# لبي [لَبِّ] النداء



## CarlitosMS

Hello everybody

I would like to know what his expression means:

مع الرجاء كل الرجاء
ياعالم لبي النداء

Kind regards

Carlos


----------



## AndyRoo

Something like:
"Please, oh please, people: Obey the call!"


----------



## إسكندراني

AndyRoo said:


> "Please, oh please, people: *heed to* the call!"


He could be calling people to him.


----------



## CarlitosMS

Isn't عالم supposed to mean "world"?


----------



## إسكندراني

In colloquial Egyptian it can also mean 'people'.


----------



## CarlitosMS

This song was actually written by a Moroccoan called Malou Rouane, so I'm not 100% sure about that translation, possibly he's influenced by Egyptian dialect.


----------



## إسكندراني

Expect dialects to be similar, and to occasionally transfer features. He might still mean 'people in general' (I've not seen moroccans use anything other than ناس for this) so he might mean it more literally 'people of the world'.


----------



## cherine

It doesn't need to be colloquial, and I don't think it is.
If you address "the world" in any language, wouldn't you be actually addressing "the people" of the world?


----------



## إسكندراني

No; european languages don't say 'Oh World!'.


----------



## cherine

Sorry if I didn't express my idea clearly. I wanted to say that "the world" can sometimes mean "people", figuratively speaking.


----------



## chizinist

إسكندراني said:


> No; european languages don't say 'Oh World!'.

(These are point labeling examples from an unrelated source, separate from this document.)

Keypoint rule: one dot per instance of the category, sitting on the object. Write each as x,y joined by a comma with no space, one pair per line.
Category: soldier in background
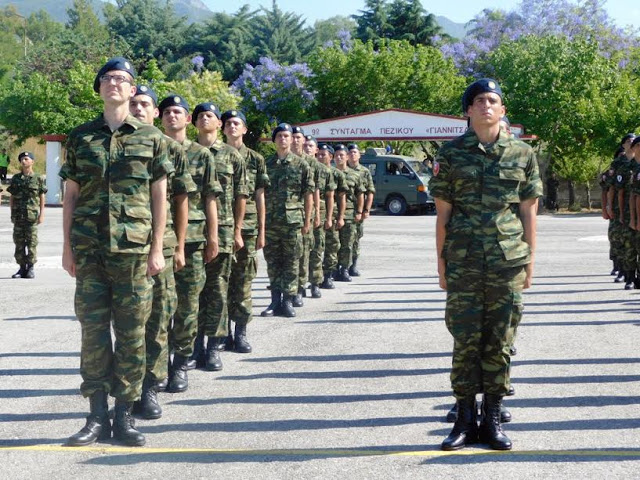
114,216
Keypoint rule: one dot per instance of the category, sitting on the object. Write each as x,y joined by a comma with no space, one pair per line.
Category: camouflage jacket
291,179
25,191
201,166
484,187
115,171
256,178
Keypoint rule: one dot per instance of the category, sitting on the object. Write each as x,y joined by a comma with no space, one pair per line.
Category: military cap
324,146
233,114
204,107
173,100
115,63
484,85
145,90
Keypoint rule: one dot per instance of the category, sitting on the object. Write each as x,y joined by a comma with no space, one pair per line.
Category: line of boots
466,430
98,425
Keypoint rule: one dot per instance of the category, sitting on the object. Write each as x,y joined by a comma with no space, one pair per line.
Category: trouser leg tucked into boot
98,426
490,427
465,430
124,426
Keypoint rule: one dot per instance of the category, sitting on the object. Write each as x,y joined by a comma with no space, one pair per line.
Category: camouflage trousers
282,253
189,284
307,246
163,307
347,237
112,289
243,270
316,256
25,238
331,248
214,314
483,310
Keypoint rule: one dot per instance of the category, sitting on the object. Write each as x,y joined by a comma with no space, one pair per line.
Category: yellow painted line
321,452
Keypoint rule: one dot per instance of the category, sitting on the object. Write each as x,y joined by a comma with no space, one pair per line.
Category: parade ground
356,386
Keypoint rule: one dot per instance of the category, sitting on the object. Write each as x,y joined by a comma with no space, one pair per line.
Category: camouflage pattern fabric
291,178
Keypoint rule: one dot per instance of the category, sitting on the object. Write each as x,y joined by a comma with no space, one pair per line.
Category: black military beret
283,127
484,85
115,63
146,90
204,107
233,114
173,100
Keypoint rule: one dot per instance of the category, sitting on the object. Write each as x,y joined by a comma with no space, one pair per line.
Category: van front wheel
396,205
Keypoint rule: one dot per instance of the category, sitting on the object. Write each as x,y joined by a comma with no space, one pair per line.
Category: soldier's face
234,128
143,108
175,118
310,148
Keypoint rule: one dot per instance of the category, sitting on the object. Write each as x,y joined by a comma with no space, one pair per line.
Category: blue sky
624,12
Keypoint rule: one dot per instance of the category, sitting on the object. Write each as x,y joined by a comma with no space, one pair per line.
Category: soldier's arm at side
155,262
443,210
71,194
528,217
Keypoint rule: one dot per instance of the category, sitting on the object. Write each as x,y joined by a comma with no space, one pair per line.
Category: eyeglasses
117,79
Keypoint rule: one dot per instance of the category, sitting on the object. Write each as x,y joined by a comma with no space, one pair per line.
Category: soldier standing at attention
323,221
213,319
370,190
486,186
26,203
245,263
289,201
144,107
332,237
114,215
201,243
354,201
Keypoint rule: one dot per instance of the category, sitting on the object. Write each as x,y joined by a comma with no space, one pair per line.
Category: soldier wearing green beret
486,186
114,217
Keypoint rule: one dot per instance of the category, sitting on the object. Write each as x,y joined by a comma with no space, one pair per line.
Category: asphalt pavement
356,386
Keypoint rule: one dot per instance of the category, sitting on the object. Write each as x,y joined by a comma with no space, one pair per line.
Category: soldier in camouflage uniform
354,201
26,203
144,107
289,201
370,190
332,235
297,148
245,264
114,215
326,188
486,186
214,315
201,243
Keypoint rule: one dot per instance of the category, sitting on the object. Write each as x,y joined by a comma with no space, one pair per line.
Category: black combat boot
465,430
124,426
315,291
148,407
98,426
490,429
214,362
21,272
286,309
353,269
178,379
328,282
242,344
274,306
343,274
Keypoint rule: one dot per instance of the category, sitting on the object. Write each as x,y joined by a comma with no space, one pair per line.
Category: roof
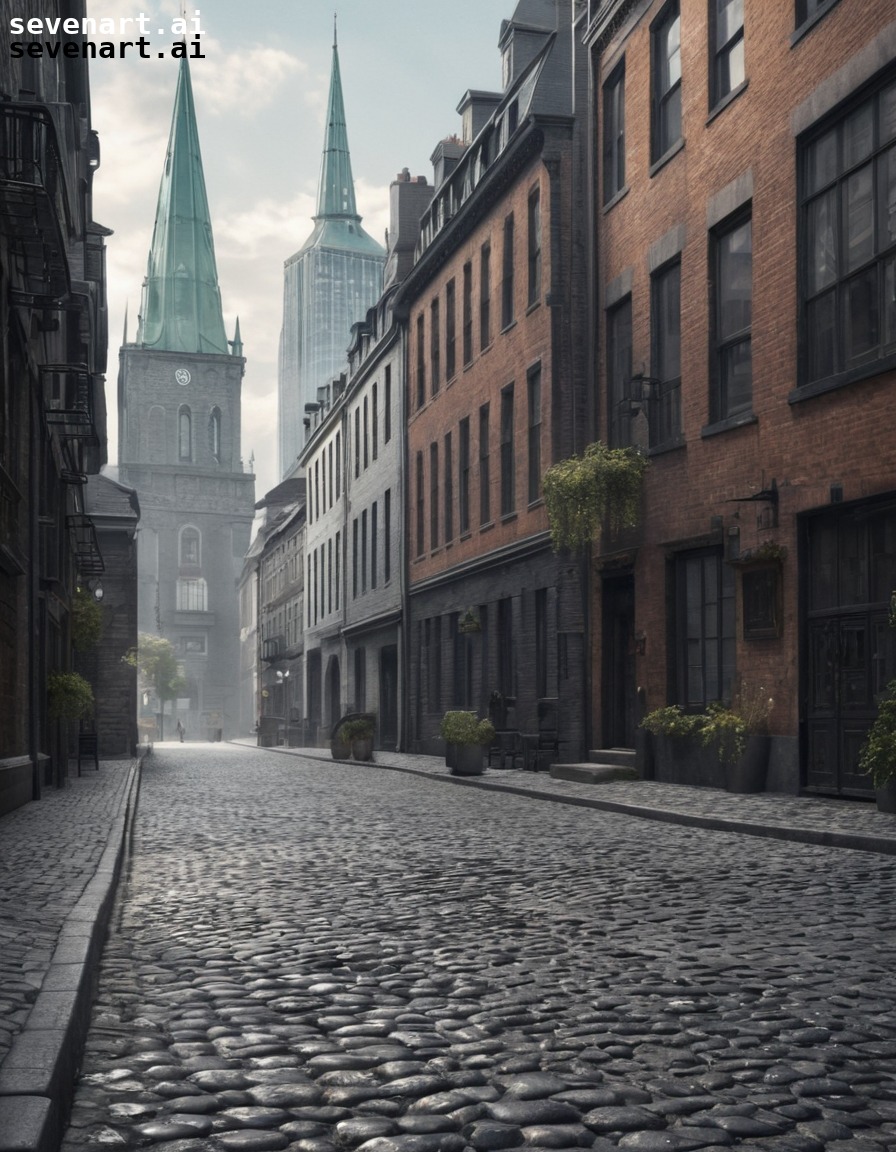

"I want to tell the world" and its variants are pretty commonly used American idioms.


----------



## CarlitosMS

I have got another doubt: what does "لبي" mean in this context?


----------



## Mahaodeh

Your doubt is in it's place. It does not mean 'obey' it means 'answer' or 'respond'. As a matter of fact, I don't think that the verb ever comes to mean 'obey', it's always used as a request not an order.

Another note with regards to spelling. It should be لبِّ because the verb is معتلّ الآخر.


----------



## elroy

> *heed to* the call!


 "Heed" is transitive, so it should be "*heed* the call" (no "to").


----------



## Matat

Shouldn't the title be لُبِّ النداء (with a dhammah)?


----------



## elroy

No.  The verb is لَبَّى، يُلَبِّي، تَلْبِيَة.


----------



## Matat

Yes, good call. It's a Form II verb.


----------